3. I don't know how to create a situation in which each member would be as responsible as the leader, since everyone cannot be put in charge, but if I had it to do over, I would have each member submit to the instructor the same work each was supposed to submit to the facilitator (each was supposed to do draft agenda and minutes and send those to the facilitator for compilation into a single draft). A second benefit would be that I would not have to ask the facilitators to rat on their fellow students.

What were the technological challenges?

1. It is not very difficult to set up groups in WebCT--each with its own discussion board and chat room, plus whiteboard for posting messages. But the language WebCT uses is not so user friendly, at least to someone like me. So, I had to seek help from Na Wu and Kristy Holly, and they were very helpful.

2. The problem is in part that WebCT seeks to serve a great variety of faculty members with a great diversity of needs. So, there are also more bells and whistles and options than I need for the simple stuff I do. Next time I will know better how to cut through the unnecessary.

3. The students are not uniformly capable of using the technology. I assumed all would know how to use a chat room. They didn't. I'm not sure everyone knew what it was. So, next time I will be more basic in my instructions.

4. However, students are very resourceful. I did point out contingencies they could rely on to complete the assignment if the technology proved problematic. It did. In one class, the discussion board completely crashed, owing to some system malfunction (not something I caused, thank goodness, since I live in fear that I will surely break something sooner or later in my floundering around). But the students were quite up to the challenge. They found ways to connect and get the job done--except for those who were not going to do their share, regardless of convenience or lack of it.

All in all, I think the assignment was successful, in that most of the students learned something useful, not the least of which was how to conduct meetings online. And I learned something, too, about how to make the assignment more successful or at least less stressful in the future. Not that learning can or should ever be stress free.

Wednesday, May 02, 2007

Academic Search Tools

Online resources can account for a significant portion of research for both students and faculty. The primary options for gathering online resources have been to a) spend time finding the material online, and then spend additional time making sure the resource is legitimate, and b) accessing online material from journals and books through the library system.

While both of these options will get results, there are some new search engines available to help you find reliable resources that you can use in your research, as well as material that you can incorporate into your courses:

Google Scholar is a Google-based search engine that returns scholarly results (which helps to ‘weed out’ undesirable websites). Peer-reviewed papers, theses, books, abstracts, journals, and other literature may all be included in the search results. Google Scholar also allows submissions, so your works can be included in this search engine if you wish.

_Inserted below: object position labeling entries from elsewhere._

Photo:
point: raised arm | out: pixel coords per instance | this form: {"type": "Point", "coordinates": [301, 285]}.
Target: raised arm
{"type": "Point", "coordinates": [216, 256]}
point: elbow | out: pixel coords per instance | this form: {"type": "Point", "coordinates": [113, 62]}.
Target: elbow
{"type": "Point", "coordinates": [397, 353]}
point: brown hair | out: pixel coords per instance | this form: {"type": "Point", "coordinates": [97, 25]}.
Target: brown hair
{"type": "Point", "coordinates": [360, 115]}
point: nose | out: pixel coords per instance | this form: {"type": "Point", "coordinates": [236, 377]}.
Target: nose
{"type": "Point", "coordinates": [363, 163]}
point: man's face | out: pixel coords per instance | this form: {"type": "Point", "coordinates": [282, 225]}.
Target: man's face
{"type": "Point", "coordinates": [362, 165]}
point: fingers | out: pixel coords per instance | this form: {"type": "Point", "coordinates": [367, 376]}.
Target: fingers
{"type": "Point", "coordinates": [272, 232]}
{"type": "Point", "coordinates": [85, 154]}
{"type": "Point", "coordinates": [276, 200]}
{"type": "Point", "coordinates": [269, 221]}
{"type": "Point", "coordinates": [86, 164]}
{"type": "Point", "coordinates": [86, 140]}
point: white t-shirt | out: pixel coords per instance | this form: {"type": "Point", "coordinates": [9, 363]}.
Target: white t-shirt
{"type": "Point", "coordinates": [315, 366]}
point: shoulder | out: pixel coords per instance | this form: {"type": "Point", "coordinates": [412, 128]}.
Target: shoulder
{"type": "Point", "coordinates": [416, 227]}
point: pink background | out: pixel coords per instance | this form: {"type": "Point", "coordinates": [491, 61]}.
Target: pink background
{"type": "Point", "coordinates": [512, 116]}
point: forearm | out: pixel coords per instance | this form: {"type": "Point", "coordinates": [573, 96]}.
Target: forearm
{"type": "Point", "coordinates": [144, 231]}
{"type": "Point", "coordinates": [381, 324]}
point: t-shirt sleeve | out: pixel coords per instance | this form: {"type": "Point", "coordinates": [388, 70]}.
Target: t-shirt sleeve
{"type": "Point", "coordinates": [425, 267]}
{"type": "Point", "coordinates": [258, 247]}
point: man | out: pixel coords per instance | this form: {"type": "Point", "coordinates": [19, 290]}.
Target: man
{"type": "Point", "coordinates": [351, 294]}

Google Books is another one of Google’s specialty search engines. A search here will return a list of books related to the keywords you are searching on. In some cases you are able to view the full book online directly in Google Books without having to check it out at a library or purchase it in a store. In all cases you will get full bibliographic data and links that allow you to locate libraries or stores that have the physical book available.

Similar to Google Scholar, Microsoft’s Academic Live Search (still in its Beta phase) may return bibliographical information, abstract, or full text versions of scholarly articles.

These search engines are an excellent tool for saving time and locating resources that you may have otherwise had to do some ‘footwork’ to access.